Archive

Archive for May, 2014

Reseller Liability, Part II: District of Minnesota grants reseller’s motion to dismiss

May 2, 2014 1 comment

As I explained last month, this blog is doing a series of posts about cases that discuss whether a reseller, whose reports contain inconsistent information from the three credit bureaus about the same person (e.g., one bureau says he went bankrupt and the other two don’t), has violated its duty to “follow reasonable procedures to assure maximum possible accuracy.”  15 USC Sec. 1681e(b).

The second case in the series is Stublaski v. RELS, Case No. 0:09-cv-01635-PAM-JJK, slip op. at ECF No. 28 (D. Minn. 2009).  Plaintiff Stublaski applied for a mortgage from Wells Fargo, which obtained a tri-merge credit report about her from RELS.  That report showed that Experian was reporting a great deal of negative credit information about her which the other two bureaus were not reporting.  She disputed the information with Experian and got it corrected, and then sued both Experian and RELS for failing to use “reasonable procedures” as required by the FCRA.

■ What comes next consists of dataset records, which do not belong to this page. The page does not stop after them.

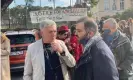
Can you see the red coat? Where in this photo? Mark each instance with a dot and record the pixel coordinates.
(76, 47)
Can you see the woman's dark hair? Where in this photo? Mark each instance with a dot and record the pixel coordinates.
(62, 32)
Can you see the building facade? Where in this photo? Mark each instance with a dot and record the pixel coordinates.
(109, 7)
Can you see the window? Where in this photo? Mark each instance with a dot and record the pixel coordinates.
(21, 39)
(121, 4)
(106, 4)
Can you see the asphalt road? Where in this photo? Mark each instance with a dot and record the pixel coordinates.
(19, 75)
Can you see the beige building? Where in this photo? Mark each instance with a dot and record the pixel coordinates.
(111, 7)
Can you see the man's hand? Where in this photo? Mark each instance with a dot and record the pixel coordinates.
(57, 47)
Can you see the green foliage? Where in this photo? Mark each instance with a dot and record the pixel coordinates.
(124, 15)
(127, 14)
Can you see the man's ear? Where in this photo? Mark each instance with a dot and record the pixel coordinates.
(91, 34)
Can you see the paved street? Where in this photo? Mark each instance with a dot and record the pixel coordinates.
(18, 75)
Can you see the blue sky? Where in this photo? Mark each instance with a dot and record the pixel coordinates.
(43, 3)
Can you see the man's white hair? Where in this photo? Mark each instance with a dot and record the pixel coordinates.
(112, 23)
(47, 23)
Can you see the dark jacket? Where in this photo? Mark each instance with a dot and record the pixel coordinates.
(96, 63)
(123, 51)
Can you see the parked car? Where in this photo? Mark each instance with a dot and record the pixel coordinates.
(19, 42)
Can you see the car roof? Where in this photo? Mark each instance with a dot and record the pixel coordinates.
(19, 32)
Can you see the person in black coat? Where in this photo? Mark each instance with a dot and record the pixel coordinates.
(97, 61)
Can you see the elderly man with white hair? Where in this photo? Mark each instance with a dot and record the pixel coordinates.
(120, 46)
(48, 58)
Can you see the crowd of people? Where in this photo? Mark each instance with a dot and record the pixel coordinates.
(89, 50)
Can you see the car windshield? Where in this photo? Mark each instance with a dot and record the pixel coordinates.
(21, 39)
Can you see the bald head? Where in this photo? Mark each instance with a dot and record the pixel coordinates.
(48, 31)
(89, 24)
(47, 23)
(111, 23)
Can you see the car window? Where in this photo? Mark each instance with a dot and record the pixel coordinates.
(21, 39)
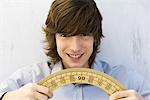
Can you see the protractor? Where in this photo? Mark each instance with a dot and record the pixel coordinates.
(82, 75)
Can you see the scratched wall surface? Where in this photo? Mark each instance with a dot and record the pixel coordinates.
(125, 26)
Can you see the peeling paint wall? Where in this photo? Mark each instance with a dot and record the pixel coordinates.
(125, 26)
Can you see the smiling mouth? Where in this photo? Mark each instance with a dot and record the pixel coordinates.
(75, 56)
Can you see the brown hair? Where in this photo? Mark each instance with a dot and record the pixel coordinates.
(72, 17)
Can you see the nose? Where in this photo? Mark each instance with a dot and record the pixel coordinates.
(75, 44)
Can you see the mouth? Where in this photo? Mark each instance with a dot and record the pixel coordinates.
(75, 56)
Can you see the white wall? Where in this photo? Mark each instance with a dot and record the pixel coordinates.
(125, 26)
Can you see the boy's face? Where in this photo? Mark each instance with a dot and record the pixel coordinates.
(74, 51)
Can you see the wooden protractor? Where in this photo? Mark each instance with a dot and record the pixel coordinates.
(82, 75)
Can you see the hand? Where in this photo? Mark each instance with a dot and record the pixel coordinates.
(30, 91)
(126, 95)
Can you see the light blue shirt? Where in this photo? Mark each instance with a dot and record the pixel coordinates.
(35, 72)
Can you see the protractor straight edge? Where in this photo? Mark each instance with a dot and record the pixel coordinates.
(82, 75)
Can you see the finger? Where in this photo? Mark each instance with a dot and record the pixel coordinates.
(44, 90)
(40, 96)
(123, 94)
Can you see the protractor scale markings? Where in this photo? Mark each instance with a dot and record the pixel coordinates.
(82, 75)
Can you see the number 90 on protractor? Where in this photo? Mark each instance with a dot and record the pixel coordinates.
(82, 75)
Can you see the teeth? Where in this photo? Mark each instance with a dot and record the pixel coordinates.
(75, 55)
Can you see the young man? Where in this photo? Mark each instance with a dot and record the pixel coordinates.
(73, 33)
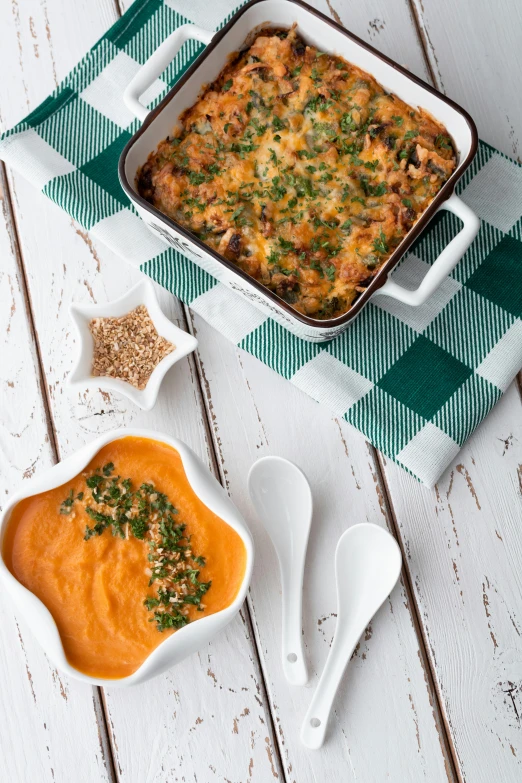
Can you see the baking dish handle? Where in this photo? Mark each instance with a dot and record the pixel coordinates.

RELS moved to dismiss, arguing that as a reseller, it was not responsible for reconciling inconsistent information from the three bureaus, but rather was only required to accurately report what each bureau was saying about Plaintiff (which it did).  Careful to avoid the mistake in Perez, which we discussed last month, RELS did not argue that the bureau reports were inherently reliable and that RELS was therefore justified in taking them at face value.  Rather, RELS argued that resellers, which by definition don’t have a database of credit information that they can check for accuracy, are simply not in a position to do what plaintiffs like Stublaski want them to do (i.e., to compare information from the three bureaus and decide that some of it is wrong).  RELS noted that the FCRA recognizes this at 15 USC Sec. 1681i(f), which governs what a credit reporting agency must do when a consumer disputes information in a report.  If a consumer contacts a reseller and disputes information, the reseller is not required to correct the information itself (again, it has no database, so it can’t); rather, the reseller is simply required to tell the bureau which gave it the disputed information, and the bureau is then required to do an investigation and correct the report if need be.

The District of Minnesota accepted this argument and granted RELS’ motion to dismiss.  It stated:

[Plaintiff] asks the Court to infer that RELS did not follow reasonable procedures from the
fact that the March 2009 report contained information that RELS knew was inaccurate.
The FCRA is not a strict liability statute, however, and a violation of § 1681e(b)
requires more than Stublaski has alleged here …. The duties Stublaski
attempts to impose on RELS under § 1681e(b) are simply not supported by the FCRA.
Absent some allegation that RELS inaccurately reported the information given to it by
Experian, Stublaski has failed to make out a claim under § 1681e(b).

This is not a published opinion, and it is not precedential.  But it suggests that at least one court has found that the common theory in all recent 1681e(b) cases against resellers – which is that resellers must review and reconcile inconsistent information that they receive from the three bureaus before reporting any of it to a mortgage lender or other creditor – is not supported by the FCRA, given its definition of resellers at 15 USC 1681a(u) and its special treatment of them at 1681i(f).

Again, full disclosure: I represented the reseller defendants in Perez and in Stublaski.